Third consecutive Emily here...

When I talked to my coworkers, one related that she was having it done no matter what because otherwise it's "disgusting" to look at and anyway it hurts the baby less than what SHE has to go through.









The other insisted that on his mission in Holland all the guys were, so I was lying about the 85% of the world doesn't stat. Also said that his brother wasn't, and not only was his penis always infected but it made him get all kinds of sick.







:









What can you even SAY to this kind of person?


----------



## TigerTail (Dec 22, 2002)

lol, are non-emilys allowed to post?

i would venture to say that when people have vented about 'sheep' etc, *this*, is what they were talking about. being a know-it-all, running into people that *think* they know it all but are just downright ignorant & proud to profess it with every word out of their mouths is most irritating.









emily-suse


----------



## whateverdidiwants (Jan 2, 2003)

Quote:


Originally Posted by *boingo82*
The other insisted that on his mission in Holland all the guys were, so I was lying about the 85% of the world doesn't stat.

Having dated several Dutch exchange students in college, I can tell you that's total BS.


----------



## boingo82 (Feb 19, 2004)

Quote:


Originally Posted by *whateverdidiwants*
Having dated several Dutch exchange students in college, I can tell you that's total BS.

I figured as much. There's just no talking to some people, though.

Oh yeah...another coworker...
I was talking to him about my apprehension about having a newborn. I never was good with babies. I felt stupid making faces and baby talking to them, and was afraid I wouldn't be able to relate to mine. And then I mentioned how I was afraid the cord would stay on forever (or something) because I knew somebody whose baby's cord stayed on for 3 weeks.
Now keep in mind this coworker is (seemingly) very intelligent and not very mainstream...
He says, "I know, it's so f-ing gross. I refused to even TOUCH my boys until the cord fell off and the circumcision healed."
I cringed. I know it was a huge cringe, it got the attention of another coworker.

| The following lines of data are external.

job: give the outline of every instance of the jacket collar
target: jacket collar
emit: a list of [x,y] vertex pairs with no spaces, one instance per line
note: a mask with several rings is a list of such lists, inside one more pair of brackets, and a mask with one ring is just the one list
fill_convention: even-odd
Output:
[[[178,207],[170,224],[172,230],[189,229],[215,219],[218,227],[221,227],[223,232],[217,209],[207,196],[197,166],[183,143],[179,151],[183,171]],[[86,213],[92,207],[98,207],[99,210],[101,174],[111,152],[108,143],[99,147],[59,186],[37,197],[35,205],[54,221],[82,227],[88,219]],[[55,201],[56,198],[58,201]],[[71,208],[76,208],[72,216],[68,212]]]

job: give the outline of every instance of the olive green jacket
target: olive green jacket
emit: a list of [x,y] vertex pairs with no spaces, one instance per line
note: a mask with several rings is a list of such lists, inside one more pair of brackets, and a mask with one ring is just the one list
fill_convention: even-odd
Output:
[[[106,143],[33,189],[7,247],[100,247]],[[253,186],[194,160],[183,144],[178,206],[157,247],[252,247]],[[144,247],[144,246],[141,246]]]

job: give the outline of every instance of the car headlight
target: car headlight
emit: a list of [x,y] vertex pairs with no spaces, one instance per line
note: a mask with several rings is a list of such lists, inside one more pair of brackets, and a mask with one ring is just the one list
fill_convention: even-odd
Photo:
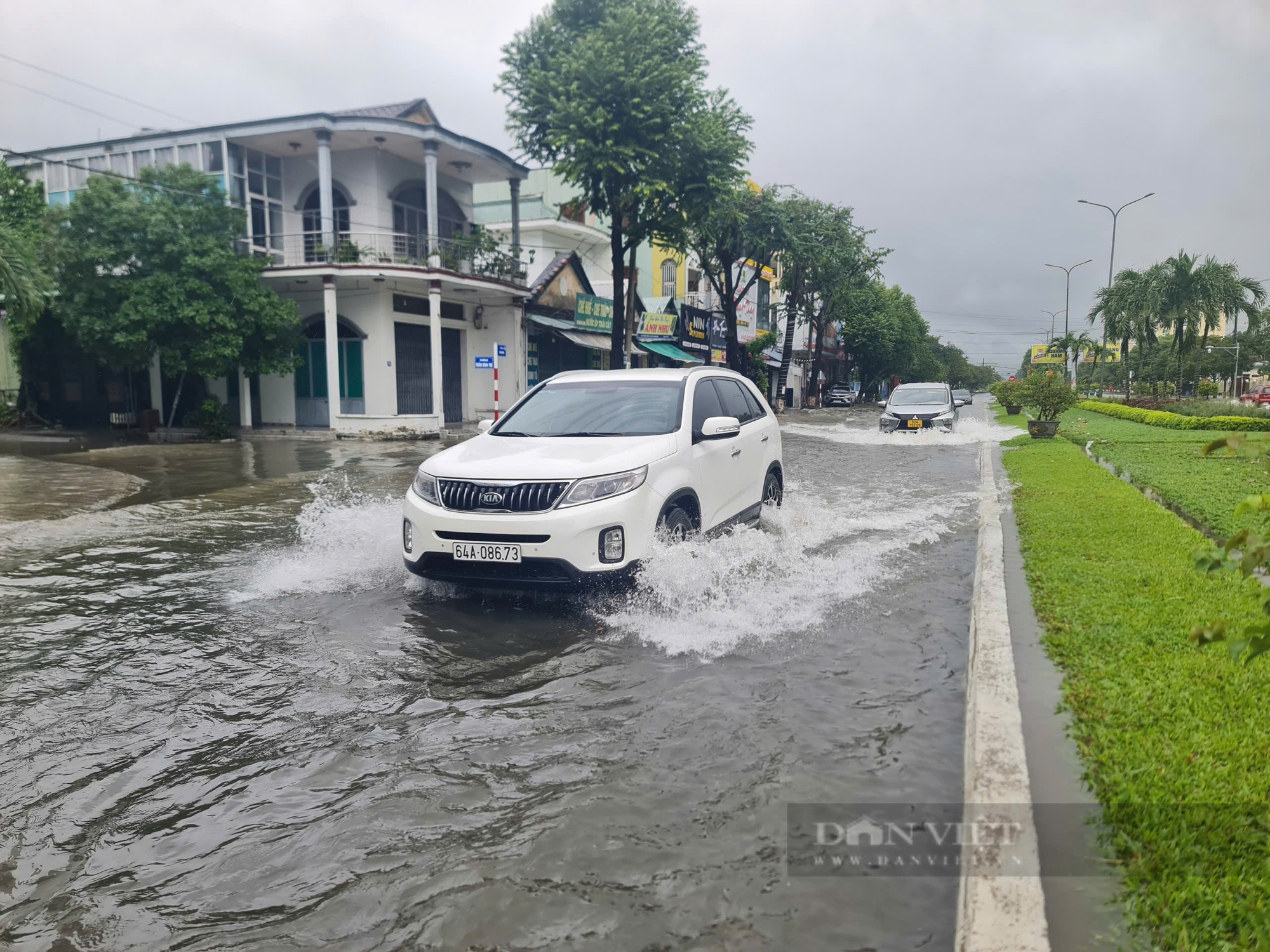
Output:
[[639,489],[644,485],[644,480],[648,479],[648,467],[641,466],[638,470],[630,470],[629,472],[615,472],[608,476],[594,476],[589,480],[578,480],[564,494],[564,499],[560,500],[560,508],[566,505],[582,505],[583,503],[594,503],[597,499],[610,499],[611,496],[620,496],[622,493],[630,493],[632,489]]
[[419,499],[427,500],[433,505],[441,505],[441,496],[437,494],[437,477],[424,472],[422,466],[414,475],[414,482],[410,487]]

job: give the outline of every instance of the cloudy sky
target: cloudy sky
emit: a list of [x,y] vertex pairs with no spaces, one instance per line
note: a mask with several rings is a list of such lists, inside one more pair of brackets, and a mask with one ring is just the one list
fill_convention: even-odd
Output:
[[[499,47],[545,0],[0,5],[0,53],[213,124],[427,96],[511,151]],[[1006,371],[1119,267],[1179,248],[1270,278],[1264,0],[701,0],[711,79],[754,117],[751,170],[856,208],[932,329]],[[15,85],[18,84],[18,85]],[[85,112],[32,90],[69,100]],[[0,60],[0,147],[178,127]],[[1062,321],[1062,315],[1059,315]]]

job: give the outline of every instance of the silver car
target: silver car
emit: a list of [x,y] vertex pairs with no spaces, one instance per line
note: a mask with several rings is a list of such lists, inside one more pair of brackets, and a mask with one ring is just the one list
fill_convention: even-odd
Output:
[[964,402],[952,396],[947,383],[900,383],[886,400],[878,401],[878,406],[883,407],[878,429],[883,433],[923,429],[951,433],[958,409]]

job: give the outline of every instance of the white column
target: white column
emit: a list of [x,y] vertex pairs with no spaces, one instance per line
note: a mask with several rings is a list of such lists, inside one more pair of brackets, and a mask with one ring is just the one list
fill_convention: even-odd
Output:
[[251,429],[251,381],[246,372],[239,366],[239,426],[245,430]]
[[163,419],[163,368],[159,366],[159,354],[150,360],[150,409],[157,410]]
[[325,306],[326,329],[326,405],[330,407],[328,425],[335,429],[339,413],[339,321],[337,320],[335,279],[321,279],[321,300]]
[[[432,258],[437,254],[437,239],[441,235],[439,222],[437,221],[437,150],[439,146],[436,142],[423,143],[423,188],[424,195],[428,201],[428,256]],[[436,268],[437,265],[428,261],[428,265]],[[436,315],[436,312],[433,312]]]
[[334,198],[330,184],[330,133],[318,132],[318,199],[321,203],[321,240],[326,246],[328,260],[335,255]]
[[512,187],[512,248],[519,254],[521,249],[521,180],[508,179]]
[[[432,206],[428,207],[432,215]],[[432,411],[437,414],[438,425],[446,428],[446,402],[442,386],[442,359],[441,359],[441,282],[428,282],[428,324],[432,331]]]

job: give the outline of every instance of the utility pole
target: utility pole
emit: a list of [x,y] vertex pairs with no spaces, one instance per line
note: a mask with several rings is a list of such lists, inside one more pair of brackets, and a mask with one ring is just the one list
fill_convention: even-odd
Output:
[[[1156,193],[1154,192],[1148,192],[1142,198],[1151,198],[1153,194],[1156,194]],[[1115,274],[1115,225],[1116,225],[1116,220],[1119,220],[1120,212],[1123,212],[1125,208],[1128,208],[1132,204],[1137,204],[1138,202],[1142,201],[1142,198],[1135,198],[1132,202],[1125,202],[1119,208],[1111,208],[1111,206],[1102,204],[1101,202],[1087,202],[1083,198],[1077,198],[1076,199],[1077,204],[1092,204],[1092,206],[1096,206],[1097,208],[1106,208],[1109,212],[1111,212],[1111,258],[1107,260],[1107,287],[1111,287],[1111,282],[1114,279],[1113,275]],[[1104,347],[1104,349],[1106,348],[1106,345],[1107,345],[1107,316],[1102,315],[1102,347]],[[1120,359],[1121,360],[1124,359],[1124,357],[1125,357],[1124,354],[1120,354]],[[1106,363],[1106,360],[1104,360],[1102,363]],[[1236,360],[1236,363],[1238,363],[1238,360]],[[1100,367],[1099,368],[1099,396],[1102,396],[1102,381],[1104,380],[1106,380],[1106,368]]]
[[[1071,268],[1064,268],[1060,264],[1046,264],[1046,268],[1058,268],[1067,275],[1067,302],[1063,307],[1063,336],[1066,338],[1071,331],[1067,329],[1067,317],[1072,311],[1072,272],[1080,268],[1082,264],[1088,264],[1092,258],[1086,258],[1083,261],[1077,261]],[[1067,376],[1067,345],[1063,345],[1063,376]],[[1073,381],[1074,382],[1074,381]]]

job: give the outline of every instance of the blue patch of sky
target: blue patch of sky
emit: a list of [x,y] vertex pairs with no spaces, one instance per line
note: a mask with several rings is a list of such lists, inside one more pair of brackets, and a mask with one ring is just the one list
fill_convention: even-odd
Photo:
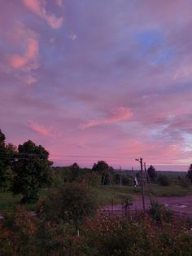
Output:
[[157,30],[146,30],[136,34],[136,40],[140,47],[139,54],[152,64],[163,65],[168,62],[172,52],[166,47],[164,34]]

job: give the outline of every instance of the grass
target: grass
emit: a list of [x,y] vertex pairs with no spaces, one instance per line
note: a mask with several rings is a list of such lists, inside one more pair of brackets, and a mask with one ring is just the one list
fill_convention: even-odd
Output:
[[[44,199],[46,197],[47,190],[42,189],[39,192],[39,198]],[[2,192],[0,193],[0,210],[15,210],[20,201],[21,196],[13,196],[11,192]],[[36,210],[37,204],[26,204],[27,210]]]
[[[104,188],[94,188],[97,194],[98,201],[100,205],[120,204],[124,200],[129,198],[134,201],[141,197],[141,188],[133,188],[132,186],[118,185],[112,187],[104,186]],[[47,194],[46,189],[42,189],[39,192],[40,200],[46,198]],[[181,196],[192,194],[192,186],[181,188],[179,185],[171,184],[170,186],[159,186],[158,184],[147,184],[145,188],[145,194],[155,196]],[[11,192],[0,193],[0,210],[14,210],[19,204],[20,196],[13,196]],[[36,210],[37,204],[27,204],[26,208],[28,210]]]
[[116,187],[105,186],[103,188],[97,188],[96,192],[100,205],[110,205],[112,201],[114,205],[122,203],[125,199],[133,200],[133,196],[128,193],[125,189],[117,190]]

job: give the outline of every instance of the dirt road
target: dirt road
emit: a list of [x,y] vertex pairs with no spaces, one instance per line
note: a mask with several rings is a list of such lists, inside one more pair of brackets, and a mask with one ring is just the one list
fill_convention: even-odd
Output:
[[[153,197],[159,202],[164,205],[165,207],[169,208],[173,211],[177,211],[184,214],[192,214],[192,195],[183,196],[172,196],[172,197]],[[150,207],[150,198],[145,197],[146,208]],[[121,204],[113,205],[114,210],[121,210]],[[106,210],[111,210],[111,205],[105,207]],[[142,210],[142,197],[133,201],[131,210]]]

I was lucky I didn't vomit.
The conversation ended there, I just walked off.

Some father, huh?

(btw I feel perfecty un-silly making faces and cooing at my son. And his cord fell off after 5 days.)


----------



## Kiki Runs (Oct 7, 2002)

Quote:


Originally Posted by *boingo82*
The other insisted that on his mission in Holland all the guys were, so I was lying about the 85% of the world doesn't stat. Also said that his brother wasn't, and not only was his penis always infected but it made him get all kinds of sick.







:









What can you even SAY to this kind of person?

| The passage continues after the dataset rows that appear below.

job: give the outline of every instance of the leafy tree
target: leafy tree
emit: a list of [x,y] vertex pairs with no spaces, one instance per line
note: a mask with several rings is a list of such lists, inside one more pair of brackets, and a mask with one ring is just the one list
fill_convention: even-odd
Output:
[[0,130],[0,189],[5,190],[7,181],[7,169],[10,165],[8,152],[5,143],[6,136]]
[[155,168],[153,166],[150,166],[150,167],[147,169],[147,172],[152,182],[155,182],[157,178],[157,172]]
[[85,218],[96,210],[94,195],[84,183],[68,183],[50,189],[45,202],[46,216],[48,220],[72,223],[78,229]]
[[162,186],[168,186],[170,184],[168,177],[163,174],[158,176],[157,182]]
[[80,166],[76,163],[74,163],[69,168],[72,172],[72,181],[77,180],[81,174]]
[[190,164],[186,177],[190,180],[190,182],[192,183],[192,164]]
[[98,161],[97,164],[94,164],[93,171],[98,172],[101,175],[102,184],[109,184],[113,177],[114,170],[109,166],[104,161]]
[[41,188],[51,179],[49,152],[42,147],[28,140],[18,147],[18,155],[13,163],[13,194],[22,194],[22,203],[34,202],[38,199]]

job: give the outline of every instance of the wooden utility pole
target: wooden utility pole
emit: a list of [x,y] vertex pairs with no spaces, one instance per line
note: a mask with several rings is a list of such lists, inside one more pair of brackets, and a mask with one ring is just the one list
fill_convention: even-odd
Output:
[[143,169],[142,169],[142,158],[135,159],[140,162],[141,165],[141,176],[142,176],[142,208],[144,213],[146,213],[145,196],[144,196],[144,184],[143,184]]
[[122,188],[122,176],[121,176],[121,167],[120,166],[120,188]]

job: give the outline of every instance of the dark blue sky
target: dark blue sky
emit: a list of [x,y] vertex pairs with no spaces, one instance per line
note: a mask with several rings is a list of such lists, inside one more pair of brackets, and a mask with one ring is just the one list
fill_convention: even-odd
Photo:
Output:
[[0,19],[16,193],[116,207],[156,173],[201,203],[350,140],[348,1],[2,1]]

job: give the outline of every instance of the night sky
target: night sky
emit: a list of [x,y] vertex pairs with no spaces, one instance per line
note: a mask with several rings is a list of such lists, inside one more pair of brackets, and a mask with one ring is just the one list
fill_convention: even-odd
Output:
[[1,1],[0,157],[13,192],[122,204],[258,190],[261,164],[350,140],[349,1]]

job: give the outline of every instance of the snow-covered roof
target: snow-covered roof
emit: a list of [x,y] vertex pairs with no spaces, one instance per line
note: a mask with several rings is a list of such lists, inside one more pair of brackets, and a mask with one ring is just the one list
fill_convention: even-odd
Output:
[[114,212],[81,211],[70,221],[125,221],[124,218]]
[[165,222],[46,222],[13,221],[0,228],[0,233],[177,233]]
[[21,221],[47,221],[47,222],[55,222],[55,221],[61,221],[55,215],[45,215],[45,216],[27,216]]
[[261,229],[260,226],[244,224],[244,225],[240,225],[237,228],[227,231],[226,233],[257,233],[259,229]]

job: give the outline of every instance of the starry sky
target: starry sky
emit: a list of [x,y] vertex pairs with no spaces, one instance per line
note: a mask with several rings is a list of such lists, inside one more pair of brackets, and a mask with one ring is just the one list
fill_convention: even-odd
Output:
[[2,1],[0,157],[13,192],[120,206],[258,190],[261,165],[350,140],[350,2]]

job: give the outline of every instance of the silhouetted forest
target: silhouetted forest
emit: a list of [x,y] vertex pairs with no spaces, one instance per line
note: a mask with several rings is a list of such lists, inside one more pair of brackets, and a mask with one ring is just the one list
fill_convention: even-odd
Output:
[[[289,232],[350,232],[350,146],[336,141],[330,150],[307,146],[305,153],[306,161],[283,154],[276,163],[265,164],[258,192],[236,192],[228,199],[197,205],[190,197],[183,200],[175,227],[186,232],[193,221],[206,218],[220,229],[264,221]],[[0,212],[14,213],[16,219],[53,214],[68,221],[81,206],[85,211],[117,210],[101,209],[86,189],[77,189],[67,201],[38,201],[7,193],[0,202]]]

Hmmm....so he just ran around checking EVERY man's penis? No one had a problem with that? Did they all just sit around comparing, or did he sneak peeks in locker rooms? What about guys he just saw on the street? Were they willing to unzip and whip it out for comparison? Or was it more of a survey-type thing? In which case, how does he know "all the guys" were truthful about their status? (In case it's not obvious here, I'm touch-typing b/c my eyes are rolled so far back in my head that I can't see the keyboard!





















)

Whatever!!! And, really, his brother sounds pretty open about all these "infections" and sicknesses....I'm surprised, b/c I guess I'd tend to keep my yap shut if *I* had an infection of *my* genitals. But who knows? Maybe their family was different from mine - where we generally left people's genitals in their pants!










But good thing that guy's an expert on the circ occurrence in Holland AND the horrible repercussions of "neglecting" such a major health issue!

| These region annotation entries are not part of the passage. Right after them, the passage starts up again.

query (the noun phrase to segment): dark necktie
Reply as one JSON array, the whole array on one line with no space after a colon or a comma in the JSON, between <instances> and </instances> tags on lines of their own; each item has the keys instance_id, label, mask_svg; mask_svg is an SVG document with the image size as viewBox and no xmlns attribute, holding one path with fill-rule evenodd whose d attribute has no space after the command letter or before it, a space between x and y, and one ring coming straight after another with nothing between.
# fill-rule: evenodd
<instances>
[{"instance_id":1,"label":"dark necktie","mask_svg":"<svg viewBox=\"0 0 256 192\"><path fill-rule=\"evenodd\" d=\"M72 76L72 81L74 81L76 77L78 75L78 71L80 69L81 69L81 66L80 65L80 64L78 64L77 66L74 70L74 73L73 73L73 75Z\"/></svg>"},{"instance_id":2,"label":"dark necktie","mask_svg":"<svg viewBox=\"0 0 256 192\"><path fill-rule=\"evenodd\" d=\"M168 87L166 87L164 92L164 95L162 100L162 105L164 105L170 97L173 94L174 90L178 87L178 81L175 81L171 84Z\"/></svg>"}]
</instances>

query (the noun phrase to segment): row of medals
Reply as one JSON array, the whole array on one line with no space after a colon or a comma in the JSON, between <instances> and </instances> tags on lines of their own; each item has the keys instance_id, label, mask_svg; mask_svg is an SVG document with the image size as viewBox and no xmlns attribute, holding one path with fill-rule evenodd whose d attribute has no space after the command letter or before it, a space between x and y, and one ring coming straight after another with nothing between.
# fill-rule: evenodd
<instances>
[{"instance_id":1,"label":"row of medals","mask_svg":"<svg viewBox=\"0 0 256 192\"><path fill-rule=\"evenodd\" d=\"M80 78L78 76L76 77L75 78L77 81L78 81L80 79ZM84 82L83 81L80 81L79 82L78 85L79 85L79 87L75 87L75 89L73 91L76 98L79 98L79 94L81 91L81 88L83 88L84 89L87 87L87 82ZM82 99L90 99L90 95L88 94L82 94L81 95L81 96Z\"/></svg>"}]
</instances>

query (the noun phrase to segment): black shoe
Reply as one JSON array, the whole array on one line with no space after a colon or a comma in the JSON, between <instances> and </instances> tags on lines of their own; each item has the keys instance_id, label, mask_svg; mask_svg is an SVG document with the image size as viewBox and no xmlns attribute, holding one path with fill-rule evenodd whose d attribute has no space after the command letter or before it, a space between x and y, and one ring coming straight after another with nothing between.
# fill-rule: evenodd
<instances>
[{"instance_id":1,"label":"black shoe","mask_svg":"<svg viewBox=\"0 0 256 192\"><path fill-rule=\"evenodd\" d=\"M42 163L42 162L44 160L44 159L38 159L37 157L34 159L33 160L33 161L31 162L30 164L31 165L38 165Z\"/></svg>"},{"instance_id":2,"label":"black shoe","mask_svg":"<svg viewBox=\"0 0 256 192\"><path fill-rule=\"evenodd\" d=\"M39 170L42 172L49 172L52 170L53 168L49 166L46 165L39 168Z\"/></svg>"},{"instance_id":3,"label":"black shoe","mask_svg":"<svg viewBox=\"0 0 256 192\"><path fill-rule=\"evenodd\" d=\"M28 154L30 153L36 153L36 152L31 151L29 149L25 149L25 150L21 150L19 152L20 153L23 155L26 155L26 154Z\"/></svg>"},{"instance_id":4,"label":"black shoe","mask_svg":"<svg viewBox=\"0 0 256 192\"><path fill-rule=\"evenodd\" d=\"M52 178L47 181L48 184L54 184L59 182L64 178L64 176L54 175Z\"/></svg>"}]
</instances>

Kinsey (who would never think to ask men on the street if they're circed or not)


----------



## Frankly Speaking (May 24, 2002)

I think a lot of people who don't know better use all of the myths then exaggerate to add impact to their story and then throw in a few lies for a final impact. For those of us who know, it makes them appear pretty bad and totally stupid. We know that all of these things they are telling us bear no resemblence to reality and they are telling us as if it were their first hand experience and they know it to be fact beyond dispute. While it makes no impression on us, it certainly makes an impression on some parents-to-be.

Frank


----------



## boingo82 (Feb 19, 2004)

Quote:


Originally Posted by *kinsey43*
Hmmm....so he just ran around checking EVERY man's penis? No one had a problem with that? Did they all just sit around comparing, or did he sneak peeks in locker rooms? What about guys he just saw on the street? Were they willing to unzip and whip it out for comparison? Or was it more of a survey-type thing?..
Kinsey (who would never think to ask men on the street if they're circed or not)

No, I'm pretty sure he didn't ask anybody or purposely look. I doubt that would've gone over well with the church.

He claims to know from people running around naked all the time in Holland, and answering the door naked. How that's a representative sampling, I have no idea.

Anyhow, I happened to call him to tell him I'd delivered right as he and his wife were getting their baby back from the ped who'd JUST circ'd him. That baby was screaming horribly.


----------



## 4littlemonkeys (Jun 26, 2004)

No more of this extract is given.